A Solutions Approach

July 13, 2015

I had not been to New Orleans since Hurricane Katrina devastated the city, and I expected to see much change since my several visits before the flooding. What I discovered when I attended national meetings there recently was little change ... including most of the same sights, sounds and smells of years before. I expected the same of the national meetings ... “same-ol’ same-ol’.”

It has become tradition that the executive directors of the 50 statewide high school athletic associations meet twice during the annual summer meeting of the National Federation of State High School Associations in sessions separate from all other delegates to that large convention. It has also been customary for me to leave those sessions depressed as problem was heaped upon problem by the directors, with little attention to solutions.

However, between the two sessions this year, a small group of the executive directors talked about strategies to redirect the conversation; and the result of the second session in New Orleans was to develop a strategy for identifying and prioritizing the most significant problems of school-based sports, and then identifying and prioritizing the resources and alliances currently available, as well as those that could be developed through cooperative effort and strategic partnerships, to attack the most pressing problems.

The expertise to solve such problems has been in our room for years. What has been lacking is the commitment to a process that could move us from a group accomplished in citing problems and suggesting reasons for them to a group accomplished in working together to solve the most significant problems.

So, the “Big Easy” is and may remain pretty much as it always has been. But maybe future meetings of the National Federation, wherever they may be, will be undergoing substantive change.

What Sport Looks Like

April 9, 2013

The decision of the International Olympic Committee to eliminate wrestling from its schedule of events is deplorable for more reasons than I have room to describe here.  Many others have expressed their outrage, which I share; and it looks like there will be a concerted effort to have the IOC reverse itself.

Notwithstanding all the angst it created and has yet to endure, the IOC’s policies and procedures are intriguing, and possibly useful.  They go something like this.

Periodically, the IOC requires each of the designated Olympic sports to defend its status, to state their case why the sport should remain a part of the Olympic program.  Then, after a series of votes that retain one sport at a time, the IOC drops the sport that makes the weakest case.  It does so to make room for one of the previously unlisted sports that makes the best case for inclusion.

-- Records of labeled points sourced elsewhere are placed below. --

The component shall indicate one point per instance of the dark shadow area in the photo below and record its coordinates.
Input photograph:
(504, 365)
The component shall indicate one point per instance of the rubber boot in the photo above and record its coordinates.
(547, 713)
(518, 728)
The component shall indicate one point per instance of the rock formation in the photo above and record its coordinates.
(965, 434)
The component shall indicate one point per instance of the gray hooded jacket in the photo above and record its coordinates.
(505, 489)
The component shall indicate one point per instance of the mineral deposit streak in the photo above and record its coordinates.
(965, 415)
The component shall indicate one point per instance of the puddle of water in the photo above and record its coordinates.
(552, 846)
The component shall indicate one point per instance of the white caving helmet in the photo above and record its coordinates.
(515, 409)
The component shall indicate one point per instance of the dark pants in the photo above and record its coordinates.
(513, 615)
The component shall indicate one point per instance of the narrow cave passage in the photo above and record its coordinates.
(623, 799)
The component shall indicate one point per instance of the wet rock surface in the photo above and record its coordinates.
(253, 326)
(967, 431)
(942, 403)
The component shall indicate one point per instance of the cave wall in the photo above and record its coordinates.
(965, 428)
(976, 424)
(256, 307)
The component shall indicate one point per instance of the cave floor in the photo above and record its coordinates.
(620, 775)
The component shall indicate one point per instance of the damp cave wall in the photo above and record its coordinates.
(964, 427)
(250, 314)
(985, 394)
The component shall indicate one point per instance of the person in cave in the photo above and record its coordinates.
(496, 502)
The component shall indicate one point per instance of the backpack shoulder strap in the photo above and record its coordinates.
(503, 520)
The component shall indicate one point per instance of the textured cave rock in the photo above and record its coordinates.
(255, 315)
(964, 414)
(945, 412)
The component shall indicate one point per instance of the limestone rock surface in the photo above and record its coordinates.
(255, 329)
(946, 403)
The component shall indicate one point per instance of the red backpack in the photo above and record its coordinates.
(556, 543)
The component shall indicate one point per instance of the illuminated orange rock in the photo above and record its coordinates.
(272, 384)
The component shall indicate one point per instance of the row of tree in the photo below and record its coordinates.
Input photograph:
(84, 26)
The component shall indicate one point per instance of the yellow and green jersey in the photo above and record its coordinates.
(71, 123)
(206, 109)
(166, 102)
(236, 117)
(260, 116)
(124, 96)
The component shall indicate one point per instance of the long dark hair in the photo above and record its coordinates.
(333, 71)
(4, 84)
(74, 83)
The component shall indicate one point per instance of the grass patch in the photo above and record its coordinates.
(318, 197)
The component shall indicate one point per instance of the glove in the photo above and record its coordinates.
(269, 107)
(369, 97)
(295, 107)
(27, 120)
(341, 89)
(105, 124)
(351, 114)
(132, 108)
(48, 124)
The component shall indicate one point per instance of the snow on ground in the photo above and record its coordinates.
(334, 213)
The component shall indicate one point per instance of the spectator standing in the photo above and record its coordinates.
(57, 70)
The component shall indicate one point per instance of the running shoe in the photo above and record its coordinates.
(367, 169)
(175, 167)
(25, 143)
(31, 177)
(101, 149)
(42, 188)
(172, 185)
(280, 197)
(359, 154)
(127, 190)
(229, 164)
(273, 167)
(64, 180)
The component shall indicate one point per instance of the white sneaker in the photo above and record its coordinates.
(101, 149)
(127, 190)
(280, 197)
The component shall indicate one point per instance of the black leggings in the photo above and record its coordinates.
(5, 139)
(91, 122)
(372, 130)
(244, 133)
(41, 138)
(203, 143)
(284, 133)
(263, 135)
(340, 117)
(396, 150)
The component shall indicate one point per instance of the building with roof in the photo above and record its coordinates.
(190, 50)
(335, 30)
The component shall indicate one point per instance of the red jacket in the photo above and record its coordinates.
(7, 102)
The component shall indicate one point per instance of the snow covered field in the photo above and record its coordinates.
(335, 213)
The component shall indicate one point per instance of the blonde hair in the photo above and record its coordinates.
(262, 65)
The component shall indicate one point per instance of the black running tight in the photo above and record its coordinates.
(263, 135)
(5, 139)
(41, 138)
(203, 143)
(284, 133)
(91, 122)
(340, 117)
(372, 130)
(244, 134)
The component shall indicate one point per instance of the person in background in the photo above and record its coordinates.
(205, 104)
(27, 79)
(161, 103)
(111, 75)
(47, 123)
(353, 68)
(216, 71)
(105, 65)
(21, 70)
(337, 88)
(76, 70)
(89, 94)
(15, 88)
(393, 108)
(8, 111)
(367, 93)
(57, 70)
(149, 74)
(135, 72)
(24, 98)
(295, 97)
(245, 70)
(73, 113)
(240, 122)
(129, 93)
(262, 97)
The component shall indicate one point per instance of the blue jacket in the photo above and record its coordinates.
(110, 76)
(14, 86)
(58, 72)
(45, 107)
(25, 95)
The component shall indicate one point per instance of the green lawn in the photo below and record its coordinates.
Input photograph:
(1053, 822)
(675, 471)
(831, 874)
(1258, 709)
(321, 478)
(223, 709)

This would appear to keep the existing Olympic sports on their toes, and to keep the Olympic movement fresh and reflective of modern trends in sports.

While I would not enjoy the controversy, I can see the potential for some positive results if the MHSAA were to invoke the same policy for determining the 14 tournaments it will provide for girls and the 14 for boys.

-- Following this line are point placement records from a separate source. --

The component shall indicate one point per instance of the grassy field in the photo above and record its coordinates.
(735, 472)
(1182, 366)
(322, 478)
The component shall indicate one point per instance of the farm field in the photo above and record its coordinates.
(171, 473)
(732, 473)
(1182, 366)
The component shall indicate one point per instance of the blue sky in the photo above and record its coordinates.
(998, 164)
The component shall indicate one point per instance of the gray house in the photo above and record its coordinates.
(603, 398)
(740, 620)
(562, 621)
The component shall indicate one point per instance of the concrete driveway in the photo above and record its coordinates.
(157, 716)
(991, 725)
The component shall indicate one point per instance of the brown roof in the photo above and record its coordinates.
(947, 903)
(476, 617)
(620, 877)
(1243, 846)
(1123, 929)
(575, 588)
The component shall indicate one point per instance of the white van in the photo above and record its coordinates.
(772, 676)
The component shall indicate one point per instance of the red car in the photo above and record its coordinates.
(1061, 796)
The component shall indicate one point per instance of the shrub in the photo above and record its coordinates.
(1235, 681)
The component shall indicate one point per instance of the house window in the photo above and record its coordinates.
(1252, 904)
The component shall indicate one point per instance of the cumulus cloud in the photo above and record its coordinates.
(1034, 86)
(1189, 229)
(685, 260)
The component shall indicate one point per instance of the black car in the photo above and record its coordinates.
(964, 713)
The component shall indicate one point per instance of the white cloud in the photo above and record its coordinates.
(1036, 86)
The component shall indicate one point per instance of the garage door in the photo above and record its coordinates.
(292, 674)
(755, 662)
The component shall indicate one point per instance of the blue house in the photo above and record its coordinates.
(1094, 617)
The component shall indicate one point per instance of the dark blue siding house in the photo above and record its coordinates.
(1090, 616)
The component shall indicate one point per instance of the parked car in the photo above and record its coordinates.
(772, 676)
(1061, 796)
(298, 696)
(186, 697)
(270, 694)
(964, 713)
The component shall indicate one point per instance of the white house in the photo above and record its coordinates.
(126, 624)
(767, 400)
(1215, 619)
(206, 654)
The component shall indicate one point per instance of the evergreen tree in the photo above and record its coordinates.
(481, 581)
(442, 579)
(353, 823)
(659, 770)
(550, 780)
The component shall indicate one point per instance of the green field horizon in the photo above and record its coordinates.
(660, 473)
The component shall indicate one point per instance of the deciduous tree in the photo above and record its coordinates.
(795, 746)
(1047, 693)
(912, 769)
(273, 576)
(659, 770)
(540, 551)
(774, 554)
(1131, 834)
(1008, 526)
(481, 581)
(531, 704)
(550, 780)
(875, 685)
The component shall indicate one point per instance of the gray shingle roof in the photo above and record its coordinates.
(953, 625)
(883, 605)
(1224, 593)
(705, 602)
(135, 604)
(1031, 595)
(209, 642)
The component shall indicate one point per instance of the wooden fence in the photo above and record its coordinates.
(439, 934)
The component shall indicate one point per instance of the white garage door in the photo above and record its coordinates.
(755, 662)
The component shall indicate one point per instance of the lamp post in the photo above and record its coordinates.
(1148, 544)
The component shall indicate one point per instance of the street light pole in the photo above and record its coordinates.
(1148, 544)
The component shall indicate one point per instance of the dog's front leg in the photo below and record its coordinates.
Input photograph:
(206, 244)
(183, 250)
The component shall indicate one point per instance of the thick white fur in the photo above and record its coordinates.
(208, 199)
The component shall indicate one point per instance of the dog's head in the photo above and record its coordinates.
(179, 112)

This might cause us to consider more deeply what a high school sport should look like, or at least what an MHSAA tournament sport should stand for.

On the one hand, we might be inclined to delete those sports that involve mostly non-faculty coaches and non-school venues, or require cooperative programs to generate enough participants to support a team, or resort almost entirely to non-school funding, or cater to individuals more than teams.

Or perhaps this process would cause policymakers to forget traditional thinking and ask:  “In this day and age, should we shake off traditional notions of sport and consider more where modern kids are coming from?”  That might mean fewer team sports and more individual sports, more “extreme” sports like snowboarding and skateboarding, and more lifetime sports, meaning not just golf and tennis and running sports, but also fishing and shooting sports.

Is the only question how many schools sponsor a sport, or must an activity also have certain qualities and/or avoid certain “defects?”  What should an MHSAA tournament sport look like and stand for?